Partnership Marketing: Using data as collateral
So you’ve built a respectable sized database for your SMB. Now what? How do you use your database to leverage corporate relationships and media partnerships?
A large and/or engaged database of prospects, customers and stakeholders can be an extremely powerful marketing tool if used correctly. When done right, SMBs can leverage a proprietary or network database to greatly increase their brand and marketing appeal to partners and the media.
Here are five tips to help SMBs on a limited marketing budget get significant partnership marketing traction from their database.
Tip 1: Know the hand you’re dealt: Understanding your data
Before you can begin to create an ‘affiliate’or ‘partnership’ marketing strategy, you need to start with the fundamental question: who are my contacts? This post is not going to jump into the segmentation requirements so much as to say that you need to have a deep understanding of you you are talking with. When you get to the latter stages of matching up like for like contras and other cross marketing activities, its absolutely fundamentally important that you understand the job titles, industries, geos, company size, age of data, revenues and engagement levels of your proprietary database. Why? Because then you understand the cards you’re dealt and the potential aces you have in the hole when looking to do a email-marketing cross promo, a campaign to a twitter list or a website banner exchange.
Tip 2: Get to know your contacts and develop segmented communications
You’ve got a massive database of B2B decision makers. Awesome! But.. how the heck do you find out if the contacts are receptive? Even if some do seem to react in some way (open, click, share etc) what do you do next? How do you then drill down to answer their needs? How do you go from a portion of your database which seems to regularly open/click emails, visit your site or share your content to loyal, engaged and – most importantly – paying customers?
The answer? Segmentation.
By talking to your data universe in specific, targeted, segmented ways you’ll not only create an ongoing and relevant dialogue, you’ll reach a place where you’re a source of sector-specific solutions.
Tip 3: Get active across the marketing mix
Okay, so here’s the typical scenario: You’re a small business with a few years behind you where you’ve collected a few thousand business cards, exhibited at some events giving you a few thousand more opted-in prospect contacts and then you jump on the list buy bandwagon and ‘top-up’ your contacts with a list purchase. Suddenly you have 100,000 contacts, 70% are new, unqualified purchased contacts and you need to figure out the best marketing channel to communicate with you new prospects.
So where do you focus your limited marketing resources? Email? Well, email does have a very low ‘investment per touch’, is relatively easy to coordinate and email marketing provides accessible, measurable stats. How about social? Why not invite 500 contacts from your new and enlarged databased to follow your Facebook company page per day and, within a few months, grow a Facebook audiences of 10s of thousands? How about telemarketing campaigns? Telemarketing, while not as cheap as social marketing nor email, telemarketing campaigns offer some of the biggest returns in terms of qualification of, and engagement with, new prospects. Let’s not forget good old print! With changes to laws in Canada, for example, old-school direct marketing may well get back in vogue as SMBs vie for ways to reach their colder prospects.

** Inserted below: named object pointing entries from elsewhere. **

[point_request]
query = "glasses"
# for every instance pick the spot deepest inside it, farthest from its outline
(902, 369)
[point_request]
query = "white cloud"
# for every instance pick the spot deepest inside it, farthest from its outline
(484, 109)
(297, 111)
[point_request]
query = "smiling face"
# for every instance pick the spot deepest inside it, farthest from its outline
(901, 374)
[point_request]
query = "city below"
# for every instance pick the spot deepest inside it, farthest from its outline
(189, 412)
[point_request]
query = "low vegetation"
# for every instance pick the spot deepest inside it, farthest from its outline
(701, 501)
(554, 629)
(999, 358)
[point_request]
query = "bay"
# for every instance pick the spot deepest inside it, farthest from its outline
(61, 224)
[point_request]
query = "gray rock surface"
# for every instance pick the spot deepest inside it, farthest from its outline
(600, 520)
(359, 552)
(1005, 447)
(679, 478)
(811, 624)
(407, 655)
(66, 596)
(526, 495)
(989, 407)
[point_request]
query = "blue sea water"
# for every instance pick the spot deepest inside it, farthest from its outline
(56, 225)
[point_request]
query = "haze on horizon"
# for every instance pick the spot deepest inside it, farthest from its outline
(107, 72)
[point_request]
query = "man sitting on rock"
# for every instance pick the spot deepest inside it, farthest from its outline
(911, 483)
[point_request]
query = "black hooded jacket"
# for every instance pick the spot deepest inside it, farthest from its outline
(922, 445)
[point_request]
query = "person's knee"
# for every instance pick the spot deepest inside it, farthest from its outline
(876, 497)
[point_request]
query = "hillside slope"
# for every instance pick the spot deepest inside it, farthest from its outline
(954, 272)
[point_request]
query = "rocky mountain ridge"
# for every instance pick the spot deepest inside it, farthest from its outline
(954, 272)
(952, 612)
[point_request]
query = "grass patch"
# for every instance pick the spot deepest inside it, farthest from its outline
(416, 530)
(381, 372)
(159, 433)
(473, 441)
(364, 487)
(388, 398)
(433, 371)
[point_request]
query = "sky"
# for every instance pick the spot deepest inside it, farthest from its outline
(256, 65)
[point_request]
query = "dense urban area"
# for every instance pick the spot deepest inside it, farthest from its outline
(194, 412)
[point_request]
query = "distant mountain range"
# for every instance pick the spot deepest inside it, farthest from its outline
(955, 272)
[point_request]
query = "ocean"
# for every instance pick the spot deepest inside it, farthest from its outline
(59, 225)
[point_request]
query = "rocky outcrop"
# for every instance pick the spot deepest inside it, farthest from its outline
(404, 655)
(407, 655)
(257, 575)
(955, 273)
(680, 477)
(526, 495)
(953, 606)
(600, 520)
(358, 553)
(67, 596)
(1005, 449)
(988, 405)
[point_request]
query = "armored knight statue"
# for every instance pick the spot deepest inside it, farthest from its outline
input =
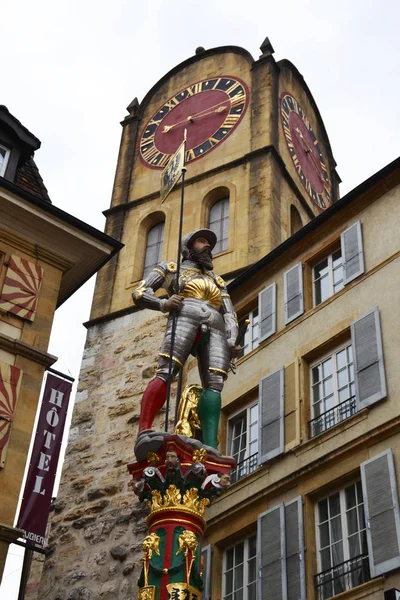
(206, 326)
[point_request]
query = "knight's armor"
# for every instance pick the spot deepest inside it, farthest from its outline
(205, 326)
(206, 323)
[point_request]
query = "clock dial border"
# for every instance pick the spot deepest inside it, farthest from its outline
(233, 87)
(321, 199)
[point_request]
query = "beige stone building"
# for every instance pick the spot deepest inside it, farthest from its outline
(313, 399)
(46, 254)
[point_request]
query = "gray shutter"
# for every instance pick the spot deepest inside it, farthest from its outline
(352, 253)
(294, 303)
(295, 559)
(267, 311)
(206, 554)
(280, 541)
(271, 416)
(271, 554)
(368, 359)
(381, 508)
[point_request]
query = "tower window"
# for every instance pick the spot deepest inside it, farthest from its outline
(328, 277)
(155, 238)
(4, 156)
(219, 223)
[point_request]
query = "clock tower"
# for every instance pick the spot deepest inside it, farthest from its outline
(259, 167)
(254, 136)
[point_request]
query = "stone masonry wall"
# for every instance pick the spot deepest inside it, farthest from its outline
(98, 525)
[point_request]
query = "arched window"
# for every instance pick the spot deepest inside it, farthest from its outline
(155, 238)
(295, 220)
(219, 223)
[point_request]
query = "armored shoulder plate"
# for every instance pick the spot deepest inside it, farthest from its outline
(219, 281)
(171, 267)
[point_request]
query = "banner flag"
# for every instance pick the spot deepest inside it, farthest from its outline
(39, 484)
(173, 171)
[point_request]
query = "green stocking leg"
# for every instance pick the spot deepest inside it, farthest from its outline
(209, 409)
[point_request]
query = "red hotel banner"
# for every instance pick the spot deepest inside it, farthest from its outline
(39, 485)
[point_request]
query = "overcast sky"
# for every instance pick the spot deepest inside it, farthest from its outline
(70, 68)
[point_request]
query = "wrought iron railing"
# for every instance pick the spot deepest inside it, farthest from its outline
(332, 417)
(342, 577)
(244, 468)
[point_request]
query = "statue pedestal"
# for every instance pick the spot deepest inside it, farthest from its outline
(177, 482)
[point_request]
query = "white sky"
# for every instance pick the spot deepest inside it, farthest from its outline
(69, 68)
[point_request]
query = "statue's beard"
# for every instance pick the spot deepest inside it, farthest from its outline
(202, 257)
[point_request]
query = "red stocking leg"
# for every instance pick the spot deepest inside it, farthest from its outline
(153, 399)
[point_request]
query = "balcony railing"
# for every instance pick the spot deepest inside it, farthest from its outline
(342, 577)
(244, 468)
(332, 417)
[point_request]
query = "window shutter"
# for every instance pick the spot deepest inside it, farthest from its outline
(267, 311)
(206, 554)
(294, 302)
(10, 383)
(271, 554)
(381, 513)
(368, 359)
(21, 288)
(281, 552)
(295, 560)
(271, 416)
(352, 252)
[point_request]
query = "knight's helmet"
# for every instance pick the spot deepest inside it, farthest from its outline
(190, 237)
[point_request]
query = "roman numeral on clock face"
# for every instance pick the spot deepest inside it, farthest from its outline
(210, 110)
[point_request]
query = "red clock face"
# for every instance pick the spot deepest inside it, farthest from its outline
(209, 110)
(305, 151)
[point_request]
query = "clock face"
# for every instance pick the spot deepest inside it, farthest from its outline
(305, 152)
(209, 110)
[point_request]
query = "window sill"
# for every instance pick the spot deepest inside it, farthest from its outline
(361, 591)
(328, 434)
(222, 253)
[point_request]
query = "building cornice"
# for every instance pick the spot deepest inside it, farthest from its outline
(246, 158)
(22, 349)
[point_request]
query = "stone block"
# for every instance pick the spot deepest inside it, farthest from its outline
(73, 435)
(83, 522)
(82, 482)
(82, 416)
(121, 409)
(81, 593)
(128, 568)
(119, 552)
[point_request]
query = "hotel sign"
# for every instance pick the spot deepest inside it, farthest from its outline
(39, 485)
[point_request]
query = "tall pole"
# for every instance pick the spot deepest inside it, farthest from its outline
(175, 314)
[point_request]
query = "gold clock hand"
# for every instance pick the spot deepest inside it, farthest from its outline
(310, 152)
(203, 113)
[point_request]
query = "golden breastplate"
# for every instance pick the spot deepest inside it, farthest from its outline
(200, 286)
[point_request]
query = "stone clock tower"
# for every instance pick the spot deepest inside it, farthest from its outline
(259, 167)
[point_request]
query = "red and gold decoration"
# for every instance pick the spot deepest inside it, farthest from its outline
(210, 110)
(10, 383)
(305, 151)
(176, 483)
(21, 288)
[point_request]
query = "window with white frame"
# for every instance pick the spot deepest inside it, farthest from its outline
(240, 571)
(328, 277)
(342, 552)
(332, 390)
(219, 224)
(251, 337)
(4, 155)
(243, 442)
(155, 238)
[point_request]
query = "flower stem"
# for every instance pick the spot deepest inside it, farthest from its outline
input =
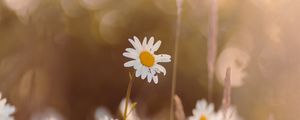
(174, 71)
(212, 46)
(128, 92)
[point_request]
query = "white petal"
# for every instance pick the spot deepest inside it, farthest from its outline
(155, 79)
(130, 63)
(201, 104)
(155, 46)
(151, 42)
(129, 55)
(137, 65)
(131, 50)
(160, 68)
(149, 77)
(138, 43)
(144, 42)
(145, 72)
(139, 71)
(133, 43)
(163, 58)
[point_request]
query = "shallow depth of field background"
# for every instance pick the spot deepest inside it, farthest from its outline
(66, 55)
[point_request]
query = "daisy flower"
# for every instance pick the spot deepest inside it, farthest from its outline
(145, 62)
(6, 110)
(204, 111)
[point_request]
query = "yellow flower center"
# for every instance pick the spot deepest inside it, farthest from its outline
(147, 59)
(203, 117)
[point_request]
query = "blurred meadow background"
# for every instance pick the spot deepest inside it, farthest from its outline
(65, 56)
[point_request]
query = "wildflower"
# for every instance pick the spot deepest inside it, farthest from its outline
(6, 110)
(205, 111)
(145, 62)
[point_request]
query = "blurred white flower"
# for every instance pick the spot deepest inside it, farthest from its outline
(6, 110)
(48, 114)
(230, 114)
(131, 113)
(23, 8)
(204, 111)
(145, 62)
(237, 60)
(102, 113)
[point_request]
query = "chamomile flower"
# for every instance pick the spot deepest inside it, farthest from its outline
(6, 110)
(145, 62)
(204, 111)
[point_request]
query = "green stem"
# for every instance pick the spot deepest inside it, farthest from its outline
(128, 95)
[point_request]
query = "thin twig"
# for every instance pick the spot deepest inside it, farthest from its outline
(212, 46)
(174, 71)
(128, 95)
(227, 91)
(179, 112)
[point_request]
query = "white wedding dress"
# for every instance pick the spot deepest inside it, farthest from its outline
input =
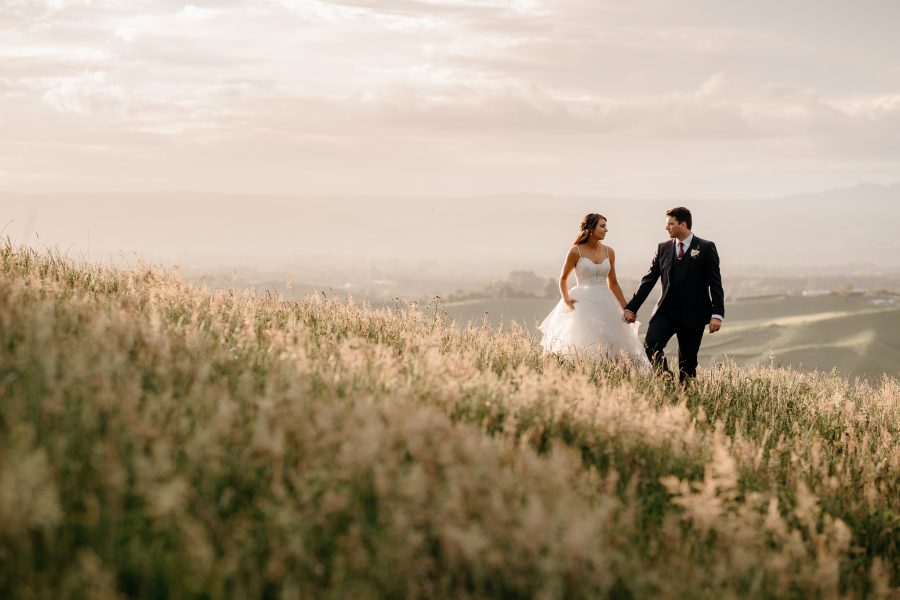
(596, 324)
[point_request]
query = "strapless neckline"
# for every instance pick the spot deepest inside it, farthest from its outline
(592, 262)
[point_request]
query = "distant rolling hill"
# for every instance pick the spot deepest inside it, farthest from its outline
(850, 333)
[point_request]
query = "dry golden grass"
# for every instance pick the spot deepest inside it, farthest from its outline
(162, 440)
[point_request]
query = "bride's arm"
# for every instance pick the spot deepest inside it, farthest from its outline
(568, 266)
(611, 280)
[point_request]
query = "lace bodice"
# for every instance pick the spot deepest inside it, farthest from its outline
(589, 273)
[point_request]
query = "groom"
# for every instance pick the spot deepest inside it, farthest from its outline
(692, 295)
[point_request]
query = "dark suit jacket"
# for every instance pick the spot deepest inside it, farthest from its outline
(701, 292)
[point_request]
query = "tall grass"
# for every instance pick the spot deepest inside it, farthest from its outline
(161, 440)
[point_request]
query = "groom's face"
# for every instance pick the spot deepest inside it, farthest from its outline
(676, 229)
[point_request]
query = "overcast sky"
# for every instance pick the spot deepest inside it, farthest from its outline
(653, 98)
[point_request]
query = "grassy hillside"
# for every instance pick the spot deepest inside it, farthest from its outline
(847, 333)
(159, 440)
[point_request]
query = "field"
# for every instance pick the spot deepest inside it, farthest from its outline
(851, 334)
(161, 440)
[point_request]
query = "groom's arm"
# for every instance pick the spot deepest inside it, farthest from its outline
(714, 278)
(647, 284)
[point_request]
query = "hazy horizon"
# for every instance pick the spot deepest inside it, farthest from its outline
(852, 228)
(473, 134)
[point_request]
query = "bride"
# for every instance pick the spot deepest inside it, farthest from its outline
(589, 316)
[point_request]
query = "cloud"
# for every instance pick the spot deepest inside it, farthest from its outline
(88, 93)
(461, 82)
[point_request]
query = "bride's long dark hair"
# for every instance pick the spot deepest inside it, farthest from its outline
(588, 224)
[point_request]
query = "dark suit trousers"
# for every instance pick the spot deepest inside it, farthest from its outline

There are obviously lots of ways that one can communicate with a database, each with its own merits. The recommendation of this author would be that you should try a bit of each. Understand and respect the time and cost constraints of each channel but try to at least establish your fledgling brand in each so you have the foundations in the months and years ahead to truly analysis the ROI of your marketing activities and maximise your appeal to possible partners as a truly multi-channel vehicle of communication.
Tip 4: Play to your strengths but build for the long term
Its common to see a company form on the back of a great product/niche need and then witness it falter due to a lack of understanding of to leverage their brand’s resources.
The answer? Simple. Play to your strengths
Bought a massive database or grown a significant social following? Then shout about the reach. Proved out that purchased email database? Tell partners about the numbers of people you talk with and get business from! Got no ‘database’ of such to speak of but seem to be making headway from your direct phone outreach efforts? Then play to the fact that you have a resonance and high conversion rate! Whatever your company’s unique sales and marketing collateral, the point is that you need to make the most of the ways you unique convince end users and how that can help support the brand of potential corporate partners.
Tip 5: Source Influencers
In the world of long tail marketing there’s virtually no chance of our product either: a) being unique or b) having a mass, unrivaled appeal. That means that, when you’re trying to establish your business in the first few years you’re probably best off trying to piggy-back off the reputation of more credible personal or corporate brands.
Identifying, connecting to, and partnering with so called ‘industry influencers’ can therefore be a hugely powerful way to reach new audiences and add credibility to your own brand. By going beyond the usual following and ‘shout out’ tactics to actually speaking and collaborating with the so cold influencers can really help boost your status (and search rank) with potential customers!